A decade ago today, Google released Moto X—a classic smartphone by every measure that matters. Two years earlier, the search and information giant initiated a $12.5 billion acquisition of Motorola Mobility, which would manufacture the Android. Months following the initial launch, I bought the Developer Edition and loved it.
Moto X promised so much: American assembled in a Texas factory; made-to-order, with custom color and other personalization options; simple, straightforward online ordering, tight integration with Google services; voice activation and commands. Nothing like the device, the purchasing experience, or truly hands-free operation existed in 2013.

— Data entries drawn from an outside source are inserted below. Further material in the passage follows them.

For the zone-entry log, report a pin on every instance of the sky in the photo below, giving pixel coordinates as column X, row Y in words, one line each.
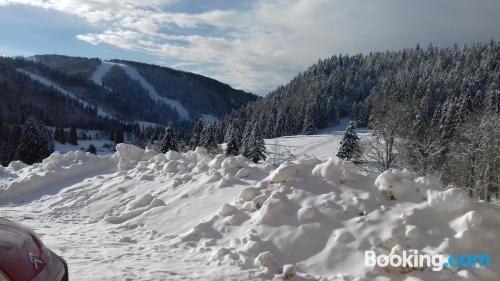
column 251, row 45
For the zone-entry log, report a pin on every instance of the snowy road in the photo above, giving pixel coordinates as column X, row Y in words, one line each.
column 139, row 215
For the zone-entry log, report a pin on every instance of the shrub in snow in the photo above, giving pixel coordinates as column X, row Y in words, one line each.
column 286, row 172
column 289, row 272
column 243, row 173
column 258, row 201
column 248, row 194
column 142, row 201
column 453, row 200
column 393, row 183
column 168, row 140
column 265, row 259
column 306, row 214
column 35, row 143
column 349, row 145
column 336, row 169
column 227, row 210
column 216, row 162
column 231, row 165
column 129, row 155
column 343, row 236
column 272, row 209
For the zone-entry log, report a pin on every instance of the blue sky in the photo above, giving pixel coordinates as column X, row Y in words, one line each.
column 253, row 45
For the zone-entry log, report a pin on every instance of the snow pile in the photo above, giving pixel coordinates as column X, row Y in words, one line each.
column 197, row 216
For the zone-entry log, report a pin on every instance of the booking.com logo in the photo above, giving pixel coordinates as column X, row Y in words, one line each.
column 414, row 259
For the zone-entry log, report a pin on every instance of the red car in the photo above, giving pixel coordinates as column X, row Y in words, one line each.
column 23, row 257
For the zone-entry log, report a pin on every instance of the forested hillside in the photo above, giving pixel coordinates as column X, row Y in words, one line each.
column 438, row 107
column 108, row 96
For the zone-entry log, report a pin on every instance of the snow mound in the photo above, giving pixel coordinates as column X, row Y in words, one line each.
column 217, row 218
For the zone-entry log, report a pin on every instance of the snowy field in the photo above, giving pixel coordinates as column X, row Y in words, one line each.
column 322, row 145
column 138, row 215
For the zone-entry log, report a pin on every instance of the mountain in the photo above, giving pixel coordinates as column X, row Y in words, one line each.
column 127, row 91
column 434, row 110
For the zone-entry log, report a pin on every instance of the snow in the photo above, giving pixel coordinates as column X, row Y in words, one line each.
column 140, row 215
column 322, row 145
column 104, row 68
column 209, row 118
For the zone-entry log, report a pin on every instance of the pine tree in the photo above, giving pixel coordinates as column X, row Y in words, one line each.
column 168, row 140
column 119, row 137
column 308, row 125
column 196, row 133
column 255, row 147
column 92, row 149
column 233, row 143
column 492, row 101
column 209, row 140
column 72, row 138
column 35, row 143
column 349, row 145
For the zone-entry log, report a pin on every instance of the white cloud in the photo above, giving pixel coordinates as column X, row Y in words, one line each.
column 270, row 41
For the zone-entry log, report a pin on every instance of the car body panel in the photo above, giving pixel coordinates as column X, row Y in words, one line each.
column 23, row 257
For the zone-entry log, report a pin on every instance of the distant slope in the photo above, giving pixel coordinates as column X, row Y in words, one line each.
column 133, row 74
column 165, row 92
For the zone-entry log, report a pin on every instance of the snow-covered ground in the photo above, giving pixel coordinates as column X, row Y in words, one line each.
column 322, row 145
column 138, row 215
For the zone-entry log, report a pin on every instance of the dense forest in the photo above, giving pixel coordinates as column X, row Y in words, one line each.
column 58, row 92
column 435, row 110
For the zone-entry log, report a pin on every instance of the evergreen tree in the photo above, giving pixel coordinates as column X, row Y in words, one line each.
column 119, row 137
column 35, row 143
column 92, row 149
column 196, row 133
column 255, row 147
column 209, row 140
column 349, row 145
column 492, row 101
column 168, row 140
column 308, row 126
column 72, row 138
column 59, row 135
column 233, row 143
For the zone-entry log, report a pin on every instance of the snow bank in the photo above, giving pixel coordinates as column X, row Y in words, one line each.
column 232, row 219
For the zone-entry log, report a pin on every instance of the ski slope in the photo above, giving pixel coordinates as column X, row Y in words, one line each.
column 104, row 68
column 322, row 145
column 46, row 82
column 140, row 215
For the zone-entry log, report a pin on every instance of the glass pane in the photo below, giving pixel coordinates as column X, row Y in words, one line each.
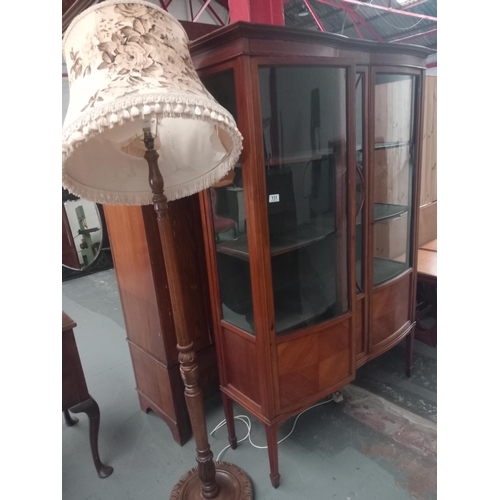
column 393, row 171
column 229, row 221
column 360, row 183
column 304, row 127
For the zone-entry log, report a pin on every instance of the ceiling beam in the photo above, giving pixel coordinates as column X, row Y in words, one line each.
column 417, row 35
column 316, row 18
column 388, row 9
column 356, row 15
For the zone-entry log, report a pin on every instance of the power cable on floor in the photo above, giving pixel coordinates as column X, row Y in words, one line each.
column 246, row 420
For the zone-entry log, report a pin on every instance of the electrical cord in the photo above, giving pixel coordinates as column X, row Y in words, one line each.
column 246, row 420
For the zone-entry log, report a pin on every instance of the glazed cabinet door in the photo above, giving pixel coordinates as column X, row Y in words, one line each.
column 304, row 116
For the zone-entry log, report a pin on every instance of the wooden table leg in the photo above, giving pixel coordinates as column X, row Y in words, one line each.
column 91, row 408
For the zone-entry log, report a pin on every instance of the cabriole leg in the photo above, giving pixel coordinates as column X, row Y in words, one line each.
column 90, row 407
column 70, row 420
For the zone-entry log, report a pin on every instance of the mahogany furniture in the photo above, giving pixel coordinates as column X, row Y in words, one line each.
column 75, row 396
column 427, row 293
column 145, row 298
column 321, row 276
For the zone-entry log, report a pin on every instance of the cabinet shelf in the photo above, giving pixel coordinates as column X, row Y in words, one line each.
column 385, row 269
column 388, row 145
column 304, row 235
column 297, row 158
column 383, row 211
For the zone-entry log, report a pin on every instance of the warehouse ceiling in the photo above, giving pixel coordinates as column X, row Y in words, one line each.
column 360, row 19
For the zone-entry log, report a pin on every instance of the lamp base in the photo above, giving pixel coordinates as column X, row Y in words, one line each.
column 233, row 483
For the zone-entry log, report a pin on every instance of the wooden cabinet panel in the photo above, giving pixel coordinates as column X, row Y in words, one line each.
column 240, row 368
column 298, row 243
column 142, row 283
column 312, row 364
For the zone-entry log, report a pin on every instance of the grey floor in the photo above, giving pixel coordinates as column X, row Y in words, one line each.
column 379, row 443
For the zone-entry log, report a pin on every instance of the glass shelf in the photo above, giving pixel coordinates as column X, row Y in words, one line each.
column 298, row 158
column 388, row 145
column 385, row 269
column 383, row 211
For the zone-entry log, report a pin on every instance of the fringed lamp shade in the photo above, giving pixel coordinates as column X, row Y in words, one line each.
column 129, row 68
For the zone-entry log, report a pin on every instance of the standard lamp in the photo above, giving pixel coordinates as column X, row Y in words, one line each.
column 142, row 129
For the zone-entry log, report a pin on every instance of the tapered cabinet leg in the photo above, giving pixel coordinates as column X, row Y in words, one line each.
column 229, row 414
column 410, row 338
column 70, row 420
column 90, row 407
column 272, row 450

But, like so many other products or services developed by Google, the company chucked away an asset of immense promise and value—selling Motorola Mobility to Lenovo for $2.91 billion in October 2014 (deal announced in January but delayed awaiting regulatory approval). You read rightly: sold for about $10 billion less than paid for. Motorola still produces fine phones, which don’t get any more respect now than did Moto X.

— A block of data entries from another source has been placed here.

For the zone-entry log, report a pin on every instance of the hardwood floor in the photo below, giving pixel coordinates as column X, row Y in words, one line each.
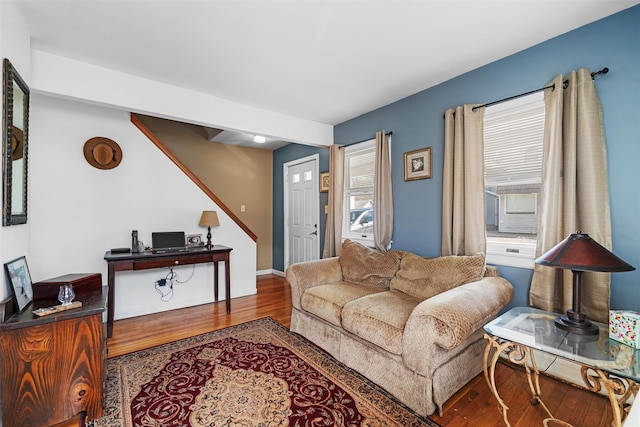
column 473, row 406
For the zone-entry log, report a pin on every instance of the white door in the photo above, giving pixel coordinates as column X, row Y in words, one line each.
column 301, row 210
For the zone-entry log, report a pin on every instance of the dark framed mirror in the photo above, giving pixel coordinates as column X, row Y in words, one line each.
column 15, row 125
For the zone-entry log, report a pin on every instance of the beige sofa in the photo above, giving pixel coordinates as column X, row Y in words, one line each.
column 412, row 325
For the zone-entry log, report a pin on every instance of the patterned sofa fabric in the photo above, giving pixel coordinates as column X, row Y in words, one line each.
column 411, row 324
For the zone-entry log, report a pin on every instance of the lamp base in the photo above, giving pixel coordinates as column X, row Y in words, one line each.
column 576, row 323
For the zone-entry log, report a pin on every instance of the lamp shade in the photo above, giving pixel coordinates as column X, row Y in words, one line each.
column 579, row 252
column 209, row 219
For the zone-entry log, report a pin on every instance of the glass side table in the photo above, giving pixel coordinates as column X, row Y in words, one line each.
column 604, row 363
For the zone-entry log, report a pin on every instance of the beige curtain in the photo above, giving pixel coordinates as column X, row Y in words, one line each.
column 463, row 205
column 333, row 230
column 382, row 194
column 575, row 193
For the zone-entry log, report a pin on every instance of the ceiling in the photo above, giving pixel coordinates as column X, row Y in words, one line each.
column 323, row 61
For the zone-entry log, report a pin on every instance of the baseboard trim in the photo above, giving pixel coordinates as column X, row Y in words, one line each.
column 271, row 271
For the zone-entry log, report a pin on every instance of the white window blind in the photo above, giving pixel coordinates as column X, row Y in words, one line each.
column 513, row 146
column 513, row 150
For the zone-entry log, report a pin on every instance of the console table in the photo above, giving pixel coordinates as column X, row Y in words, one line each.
column 604, row 363
column 146, row 260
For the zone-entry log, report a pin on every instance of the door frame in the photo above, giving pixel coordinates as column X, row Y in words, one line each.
column 285, row 171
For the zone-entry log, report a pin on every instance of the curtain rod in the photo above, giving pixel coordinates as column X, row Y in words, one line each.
column 364, row 140
column 605, row 70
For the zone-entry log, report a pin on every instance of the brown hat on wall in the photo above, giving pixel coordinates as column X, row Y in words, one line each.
column 102, row 153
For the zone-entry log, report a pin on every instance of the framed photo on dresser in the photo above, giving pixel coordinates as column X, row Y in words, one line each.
column 17, row 272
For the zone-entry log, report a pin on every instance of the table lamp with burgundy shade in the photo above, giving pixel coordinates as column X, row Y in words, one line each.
column 579, row 253
column 209, row 219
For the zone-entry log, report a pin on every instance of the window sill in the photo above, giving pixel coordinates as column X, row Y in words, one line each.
column 511, row 254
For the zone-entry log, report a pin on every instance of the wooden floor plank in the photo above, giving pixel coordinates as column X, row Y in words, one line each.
column 473, row 406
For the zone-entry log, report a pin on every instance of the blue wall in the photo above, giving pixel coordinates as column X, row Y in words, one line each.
column 417, row 121
column 280, row 157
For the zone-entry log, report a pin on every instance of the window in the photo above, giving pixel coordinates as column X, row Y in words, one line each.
column 359, row 171
column 513, row 139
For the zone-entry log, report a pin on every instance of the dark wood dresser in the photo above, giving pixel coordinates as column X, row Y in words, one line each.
column 52, row 367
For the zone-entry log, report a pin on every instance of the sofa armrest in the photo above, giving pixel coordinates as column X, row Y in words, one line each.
column 447, row 319
column 305, row 275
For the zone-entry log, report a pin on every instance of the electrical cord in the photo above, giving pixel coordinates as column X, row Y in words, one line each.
column 193, row 269
column 166, row 283
column 164, row 286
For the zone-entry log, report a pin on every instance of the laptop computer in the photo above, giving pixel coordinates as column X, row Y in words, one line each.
column 168, row 241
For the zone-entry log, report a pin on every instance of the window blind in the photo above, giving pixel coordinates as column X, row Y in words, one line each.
column 513, row 145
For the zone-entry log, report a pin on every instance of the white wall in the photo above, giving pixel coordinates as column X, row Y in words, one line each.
column 14, row 45
column 62, row 77
column 78, row 212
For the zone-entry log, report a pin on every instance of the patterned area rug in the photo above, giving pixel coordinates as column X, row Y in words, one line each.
column 254, row 374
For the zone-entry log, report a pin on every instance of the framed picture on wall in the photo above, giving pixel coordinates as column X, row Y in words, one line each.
column 324, row 182
column 18, row 275
column 417, row 164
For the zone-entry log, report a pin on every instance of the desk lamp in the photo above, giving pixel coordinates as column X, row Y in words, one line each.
column 579, row 252
column 209, row 219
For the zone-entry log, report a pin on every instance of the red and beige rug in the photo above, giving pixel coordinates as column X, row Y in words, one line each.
column 254, row 374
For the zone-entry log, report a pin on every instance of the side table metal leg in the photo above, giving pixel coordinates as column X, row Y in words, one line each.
column 619, row 390
column 490, row 372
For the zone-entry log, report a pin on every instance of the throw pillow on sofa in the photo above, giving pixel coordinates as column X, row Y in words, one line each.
column 366, row 266
column 425, row 277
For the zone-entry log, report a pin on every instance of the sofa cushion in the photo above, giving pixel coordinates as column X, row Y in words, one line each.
column 366, row 266
column 380, row 318
column 327, row 301
column 425, row 277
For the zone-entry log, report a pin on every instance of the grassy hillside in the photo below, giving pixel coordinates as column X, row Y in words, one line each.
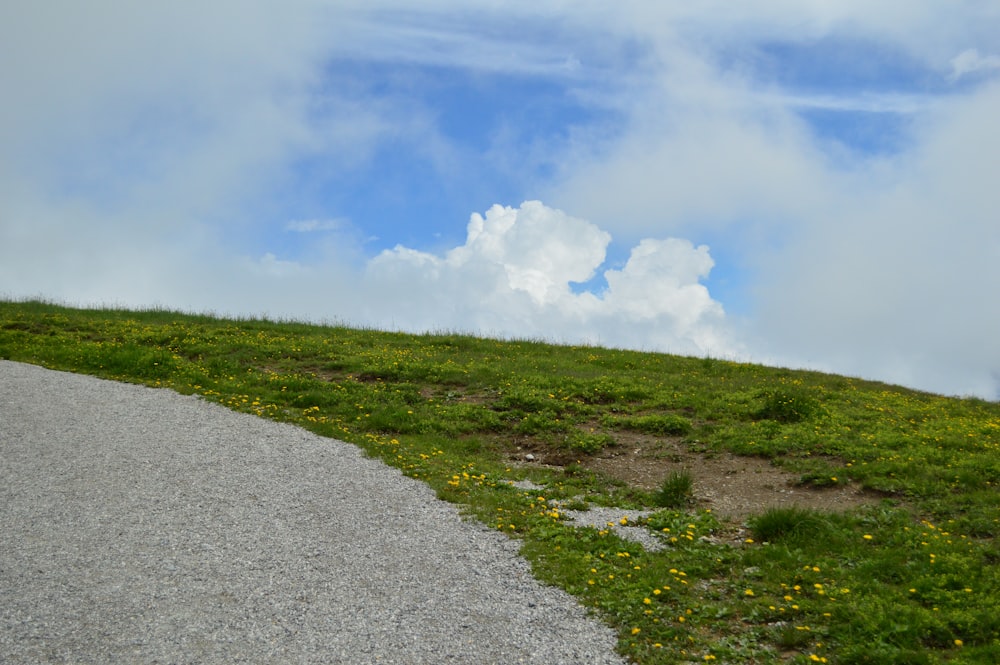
column 908, row 573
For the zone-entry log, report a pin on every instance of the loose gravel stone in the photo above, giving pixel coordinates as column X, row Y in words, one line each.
column 139, row 525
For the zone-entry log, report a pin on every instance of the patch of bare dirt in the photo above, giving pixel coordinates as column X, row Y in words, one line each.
column 734, row 487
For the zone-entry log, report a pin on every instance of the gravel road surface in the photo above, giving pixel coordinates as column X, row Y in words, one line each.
column 143, row 526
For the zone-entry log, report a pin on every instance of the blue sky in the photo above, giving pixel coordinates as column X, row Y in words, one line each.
column 802, row 184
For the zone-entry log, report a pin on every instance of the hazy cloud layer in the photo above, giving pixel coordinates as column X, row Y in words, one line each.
column 842, row 156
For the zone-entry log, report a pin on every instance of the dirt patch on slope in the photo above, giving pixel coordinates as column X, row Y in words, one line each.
column 733, row 486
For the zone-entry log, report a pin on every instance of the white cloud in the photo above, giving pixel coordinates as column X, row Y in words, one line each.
column 513, row 277
column 141, row 144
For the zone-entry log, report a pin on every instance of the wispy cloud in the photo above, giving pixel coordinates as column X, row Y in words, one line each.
column 970, row 62
column 316, row 225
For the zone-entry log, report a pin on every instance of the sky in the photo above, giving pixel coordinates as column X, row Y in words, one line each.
column 802, row 184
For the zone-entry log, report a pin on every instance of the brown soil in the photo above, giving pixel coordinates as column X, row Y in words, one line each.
column 732, row 486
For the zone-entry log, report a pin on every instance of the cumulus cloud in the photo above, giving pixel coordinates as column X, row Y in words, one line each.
column 514, row 276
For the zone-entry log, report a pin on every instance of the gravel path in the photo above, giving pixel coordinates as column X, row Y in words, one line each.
column 139, row 525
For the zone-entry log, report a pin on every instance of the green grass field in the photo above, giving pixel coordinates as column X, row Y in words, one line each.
column 910, row 576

I praised Google’s Motorola Mobility acquisition and the potential for bringing real innovation to smartphone development—and from two American industrialists. Google had the chops to challenge Apple, which by 2013 already had defaulted iPhone to derivative and iterative design ethic.
Samsung would later succeed where Googorola could have and brilliantly. The South Korean manufacturing behemoth squashes Apple under the weight of truly meaningfully beneficial smartphone innovation. But that’s topic for another day.
I shot the Featured Image on Oct. 5, 2013 at 10:06 p.m. PDT. Metadata is incomplete, so I am uncertain which phone used or the vitals.